Cover with polyethylene film and put it in the fridge for 4 hours or overnight. Take the steak from the refrigerator 45 minutes before grilling.
To make the green sauce, chop parsley, garlic and oregano (you can use a food processor).
Put the mixture into a small bowl and add 180 ml of olive oil, 1 tbsp. of sea salt, 1 tsp. of black pepper and red pepper flakes.

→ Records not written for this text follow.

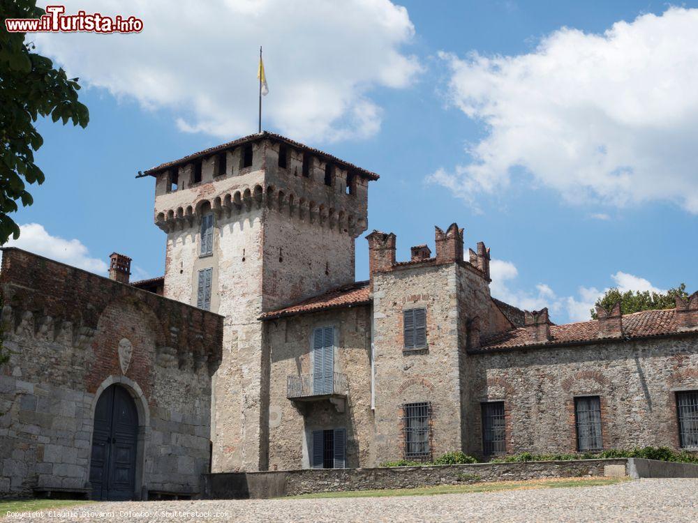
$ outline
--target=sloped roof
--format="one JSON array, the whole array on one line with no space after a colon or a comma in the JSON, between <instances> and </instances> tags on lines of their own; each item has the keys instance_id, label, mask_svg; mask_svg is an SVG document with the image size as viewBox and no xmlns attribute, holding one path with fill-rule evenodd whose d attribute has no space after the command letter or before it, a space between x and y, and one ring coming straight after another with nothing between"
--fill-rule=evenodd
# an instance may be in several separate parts
<instances>
[{"instance_id":1,"label":"sloped roof","mask_svg":"<svg viewBox=\"0 0 698 523\"><path fill-rule=\"evenodd\" d=\"M367 305L371 303L369 297L369 282L357 282L326 292L324 294L277 310L265 312L260 319L274 319L283 316L292 316L304 312L315 312L327 309Z\"/></svg>"},{"instance_id":2,"label":"sloped roof","mask_svg":"<svg viewBox=\"0 0 698 523\"><path fill-rule=\"evenodd\" d=\"M675 321L675 312L674 309L667 309L644 310L625 314L622 319L623 334L630 338L676 334L678 333L678 328ZM491 350L591 342L600 339L598 338L598 333L597 320L551 325L550 341L532 344L526 342L528 336L526 328L519 327L484 340L480 348Z\"/></svg>"},{"instance_id":3,"label":"sloped roof","mask_svg":"<svg viewBox=\"0 0 698 523\"><path fill-rule=\"evenodd\" d=\"M171 162L165 162L165 163L161 163L159 165L151 167L147 171L144 171L143 176L155 176L158 172L168 169L169 167L173 167L174 165L181 165L183 164L188 163L192 160L195 158L201 158L203 156L208 156L214 153L217 153L219 151L224 151L225 149L230 149L231 147L235 147L237 146L242 145L242 144L247 143L248 142L254 142L255 140L260 139L261 138L273 138L279 142L283 142L287 145L292 147L295 147L299 149L303 149L307 151L309 153L312 153L318 156L329 160L334 163L338 165L341 165L345 168L350 169L352 170L356 171L357 174L359 176L362 176L364 178L367 178L369 180L378 180L380 176L375 172L371 172L371 171L367 171L365 169L362 169L352 163L350 163L341 158L338 158L336 156L334 156L328 153L325 153L320 149L316 149L313 147L309 147L307 145L304 145L295 140L292 140L290 138L287 138L285 136L281 136L281 135L277 135L275 132L269 132L269 131L262 131L261 132L255 132L253 135L248 135L248 136L244 136L242 138L238 138L232 142L228 142L225 144L221 144L221 145L216 145L214 147L209 147L208 149L204 149L203 151L199 151L197 153L193 153L191 154L184 156L179 160L174 160ZM140 176L137 176L140 177Z\"/></svg>"}]
</instances>

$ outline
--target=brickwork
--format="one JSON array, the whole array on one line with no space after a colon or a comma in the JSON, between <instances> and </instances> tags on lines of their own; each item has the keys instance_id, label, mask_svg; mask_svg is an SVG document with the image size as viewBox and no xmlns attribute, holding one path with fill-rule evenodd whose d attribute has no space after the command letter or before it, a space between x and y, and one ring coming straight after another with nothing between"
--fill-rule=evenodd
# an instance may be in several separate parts
<instances>
[{"instance_id":1,"label":"brickwork","mask_svg":"<svg viewBox=\"0 0 698 523\"><path fill-rule=\"evenodd\" d=\"M0 284L12 351L0 374L0 492L89 488L95 404L112 383L139 409L135 495L198 492L223 318L13 248Z\"/></svg>"}]
</instances>

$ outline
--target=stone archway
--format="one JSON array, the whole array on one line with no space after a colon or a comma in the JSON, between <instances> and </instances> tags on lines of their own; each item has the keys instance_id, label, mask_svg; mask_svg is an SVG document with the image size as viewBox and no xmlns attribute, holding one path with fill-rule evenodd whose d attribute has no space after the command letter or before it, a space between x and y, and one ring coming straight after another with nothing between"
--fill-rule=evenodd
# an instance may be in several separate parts
<instances>
[{"instance_id":1,"label":"stone archway","mask_svg":"<svg viewBox=\"0 0 698 523\"><path fill-rule=\"evenodd\" d=\"M91 499L145 499L150 416L140 387L125 376L109 377L97 389L92 412Z\"/></svg>"}]
</instances>

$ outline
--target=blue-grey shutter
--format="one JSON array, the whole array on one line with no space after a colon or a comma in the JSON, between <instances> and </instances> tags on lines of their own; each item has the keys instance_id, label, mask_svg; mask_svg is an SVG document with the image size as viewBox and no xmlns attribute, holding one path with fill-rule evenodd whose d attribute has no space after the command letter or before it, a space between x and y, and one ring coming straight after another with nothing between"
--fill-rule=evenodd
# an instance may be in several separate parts
<instances>
[{"instance_id":1,"label":"blue-grey shutter","mask_svg":"<svg viewBox=\"0 0 698 523\"><path fill-rule=\"evenodd\" d=\"M426 347L426 309L415 309L415 347Z\"/></svg>"},{"instance_id":2,"label":"blue-grey shutter","mask_svg":"<svg viewBox=\"0 0 698 523\"><path fill-rule=\"evenodd\" d=\"M313 331L313 392L322 394L325 391L323 338L322 328Z\"/></svg>"},{"instance_id":3,"label":"blue-grey shutter","mask_svg":"<svg viewBox=\"0 0 698 523\"><path fill-rule=\"evenodd\" d=\"M214 252L214 215L207 214L201 218L201 254Z\"/></svg>"},{"instance_id":4,"label":"blue-grey shutter","mask_svg":"<svg viewBox=\"0 0 698 523\"><path fill-rule=\"evenodd\" d=\"M196 306L200 309L211 309L211 275L213 268L199 271L199 282L196 292Z\"/></svg>"},{"instance_id":5,"label":"blue-grey shutter","mask_svg":"<svg viewBox=\"0 0 698 523\"><path fill-rule=\"evenodd\" d=\"M403 310L402 312L403 319L403 335L405 340L406 349L415 348L415 310Z\"/></svg>"},{"instance_id":6,"label":"blue-grey shutter","mask_svg":"<svg viewBox=\"0 0 698 523\"><path fill-rule=\"evenodd\" d=\"M313 461L311 462L311 467L313 469L322 469L323 465L323 453L324 450L324 443L325 438L323 437L324 434L322 430L313 430Z\"/></svg>"},{"instance_id":7,"label":"blue-grey shutter","mask_svg":"<svg viewBox=\"0 0 698 523\"><path fill-rule=\"evenodd\" d=\"M334 429L334 468L346 468L346 430Z\"/></svg>"},{"instance_id":8,"label":"blue-grey shutter","mask_svg":"<svg viewBox=\"0 0 698 523\"><path fill-rule=\"evenodd\" d=\"M325 373L325 393L334 392L334 328L325 328L325 340L322 344L322 370Z\"/></svg>"}]
</instances>

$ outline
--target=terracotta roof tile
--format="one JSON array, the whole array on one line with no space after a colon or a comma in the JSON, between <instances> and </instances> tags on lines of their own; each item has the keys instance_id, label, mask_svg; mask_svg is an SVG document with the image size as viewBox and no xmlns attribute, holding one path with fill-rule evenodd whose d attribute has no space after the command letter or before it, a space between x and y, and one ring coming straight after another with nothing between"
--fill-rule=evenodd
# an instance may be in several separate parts
<instances>
[{"instance_id":1,"label":"terracotta roof tile","mask_svg":"<svg viewBox=\"0 0 698 523\"><path fill-rule=\"evenodd\" d=\"M168 167L172 167L173 165L179 165L182 164L186 164L194 158L200 158L202 156L207 156L214 153L217 153L219 151L223 151L224 149L230 149L230 147L235 147L236 146L240 145L242 144L246 143L248 142L253 142L254 140L259 139L260 138L271 137L275 139L283 142L288 145L292 147L297 147L300 149L305 149L313 154L316 154L318 156L322 156L325 158L329 158L332 162L342 165L345 167L354 169L357 171L361 176L364 178L368 178L369 180L378 180L380 176L375 172L371 172L371 171L367 171L365 169L362 169L352 163L350 163L341 158L338 158L336 156L334 156L328 153L320 151L320 149L316 149L313 147L309 147L307 145L304 145L295 140L292 140L290 138L287 138L285 136L281 136L281 135L277 135L275 132L269 132L269 131L262 131L262 132L257 132L253 135L248 135L248 136L244 136L242 138L238 138L232 142L228 142L225 144L221 144L221 145L216 145L214 147L209 147L208 149L204 149L203 151L200 151L197 153L193 153L192 154L187 155L179 160L174 160L171 162L165 162L165 163L161 163L157 167L151 167L147 171L143 172L142 176L155 176L155 174L162 171L163 169L168 169ZM137 178L140 177L136 176Z\"/></svg>"},{"instance_id":2,"label":"terracotta roof tile","mask_svg":"<svg viewBox=\"0 0 698 523\"><path fill-rule=\"evenodd\" d=\"M481 348L490 350L594 341L599 339L597 323L596 320L591 320L551 325L551 340L537 344L527 344L526 328L519 327L484 340ZM625 314L623 317L623 329L625 335L631 338L660 336L678 332L674 321L674 309L645 310Z\"/></svg>"},{"instance_id":3,"label":"terracotta roof tile","mask_svg":"<svg viewBox=\"0 0 698 523\"><path fill-rule=\"evenodd\" d=\"M371 303L369 282L357 282L310 298L295 305L265 312L260 319L273 319L282 316L292 316L304 312L315 312L340 307L352 307Z\"/></svg>"}]
</instances>

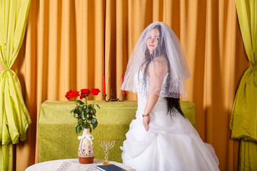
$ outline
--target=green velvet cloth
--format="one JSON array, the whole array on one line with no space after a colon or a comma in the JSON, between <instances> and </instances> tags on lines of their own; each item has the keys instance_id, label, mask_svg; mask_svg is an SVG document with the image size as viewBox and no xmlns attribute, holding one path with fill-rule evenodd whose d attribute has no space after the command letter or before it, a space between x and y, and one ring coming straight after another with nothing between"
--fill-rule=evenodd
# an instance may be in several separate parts
<instances>
[{"instance_id":1,"label":"green velvet cloth","mask_svg":"<svg viewBox=\"0 0 257 171\"><path fill-rule=\"evenodd\" d=\"M89 101L92 103L92 101ZM121 162L123 142L131 120L136 118L136 101L96 101L97 128L93 130L95 158L104 160L104 150L99 140L116 140L110 150L109 160ZM76 119L70 111L75 108L74 102L46 100L41 105L38 124L39 162L52 160L76 158L79 140L75 132ZM193 126L196 108L193 102L181 101L181 108Z\"/></svg>"}]
</instances>

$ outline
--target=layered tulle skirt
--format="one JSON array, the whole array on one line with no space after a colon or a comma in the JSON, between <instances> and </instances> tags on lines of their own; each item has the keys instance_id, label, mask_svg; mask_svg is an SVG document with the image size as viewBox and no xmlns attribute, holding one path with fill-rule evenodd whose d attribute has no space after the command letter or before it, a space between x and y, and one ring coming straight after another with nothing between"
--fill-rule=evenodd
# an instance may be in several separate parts
<instances>
[{"instance_id":1,"label":"layered tulle skirt","mask_svg":"<svg viewBox=\"0 0 257 171\"><path fill-rule=\"evenodd\" d=\"M179 113L171 118L166 103L158 103L150 114L146 133L143 108L138 109L121 147L124 164L138 171L219 170L213 148L202 141L186 118Z\"/></svg>"}]
</instances>

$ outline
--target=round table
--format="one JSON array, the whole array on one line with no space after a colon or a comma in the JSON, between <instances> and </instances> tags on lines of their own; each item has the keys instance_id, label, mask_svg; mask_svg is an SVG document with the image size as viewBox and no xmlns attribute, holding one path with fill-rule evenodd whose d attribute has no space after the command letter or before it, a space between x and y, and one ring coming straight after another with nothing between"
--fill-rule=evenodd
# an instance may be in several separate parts
<instances>
[{"instance_id":1,"label":"round table","mask_svg":"<svg viewBox=\"0 0 257 171\"><path fill-rule=\"evenodd\" d=\"M88 170L88 171L99 171L96 168L97 165L103 165L104 160L94 160L92 164L80 164L79 159L65 159L56 160L48 162L36 163L31 165L26 169L25 171L75 171L75 170ZM131 167L125 165L120 162L108 161L110 164L116 165L126 170L134 170Z\"/></svg>"}]
</instances>

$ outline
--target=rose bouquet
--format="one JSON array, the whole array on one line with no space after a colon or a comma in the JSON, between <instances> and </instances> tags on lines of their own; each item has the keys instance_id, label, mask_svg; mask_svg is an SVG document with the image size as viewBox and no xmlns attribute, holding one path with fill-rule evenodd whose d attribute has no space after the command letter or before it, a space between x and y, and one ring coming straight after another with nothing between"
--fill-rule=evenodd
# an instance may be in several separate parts
<instances>
[{"instance_id":1,"label":"rose bouquet","mask_svg":"<svg viewBox=\"0 0 257 171\"><path fill-rule=\"evenodd\" d=\"M92 132L92 128L94 130L97 125L96 110L94 108L94 103L96 96L99 93L100 90L99 88L85 88L81 89L79 93L77 90L70 90L66 93L65 97L68 99L72 99L76 104L74 109L71 110L71 113L74 113L74 117L77 119L77 123L75 125L75 130L76 133L80 133L84 128L89 128L90 133ZM92 94L94 97L93 104L87 104L87 97ZM80 100L77 100L78 97L80 97ZM85 103L81 100L85 98ZM100 107L96 105L100 108Z\"/></svg>"}]
</instances>

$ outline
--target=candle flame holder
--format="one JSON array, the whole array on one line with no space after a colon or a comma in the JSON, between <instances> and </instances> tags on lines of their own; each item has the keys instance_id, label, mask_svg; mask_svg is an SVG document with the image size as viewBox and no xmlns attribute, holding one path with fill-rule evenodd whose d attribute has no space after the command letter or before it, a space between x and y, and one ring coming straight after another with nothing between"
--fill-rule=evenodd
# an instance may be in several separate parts
<instances>
[{"instance_id":1,"label":"candle flame holder","mask_svg":"<svg viewBox=\"0 0 257 171\"><path fill-rule=\"evenodd\" d=\"M120 100L119 98L109 98L109 99L106 100L107 94L103 95L103 96L104 96L104 99L106 102L109 102L109 101L121 101L121 101L125 100L126 94L122 94L122 96L123 96L122 100Z\"/></svg>"}]
</instances>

If the sauce is not necessary to be cooked right now, cover it with a lid and place in refrigerator for 4 hours maximum; take from the refrigerator before use. Just before serving, add the vinegar.
Lay a fire in a charcoal grill covered with a lid and let the coals burn until they are covered with white ash.
Using tongs distribute the coals in such a way that the thickness of the burning coal layer was about 2-3 thicknesses of a layer , and place the rack in a distance of 7.5-10 cm above the coals.
If you have a gas grill, turn on high heat. Fry the steak directly over a strong fire for 4 minutes.
Flip steak and cook another 4-6 minutes and insert a thermometer into the thickest part of the steak, until temperature rise to 54 ° C (semifinished condition).
Put the steak onto a cutting board, cover with aluminum foil and let it cool up to 5 minutes. Slice across the grain on the diagonal into slices of 6mm thick.
Put on warmed individual plates and pour with sauce. Serve the remaining sauce.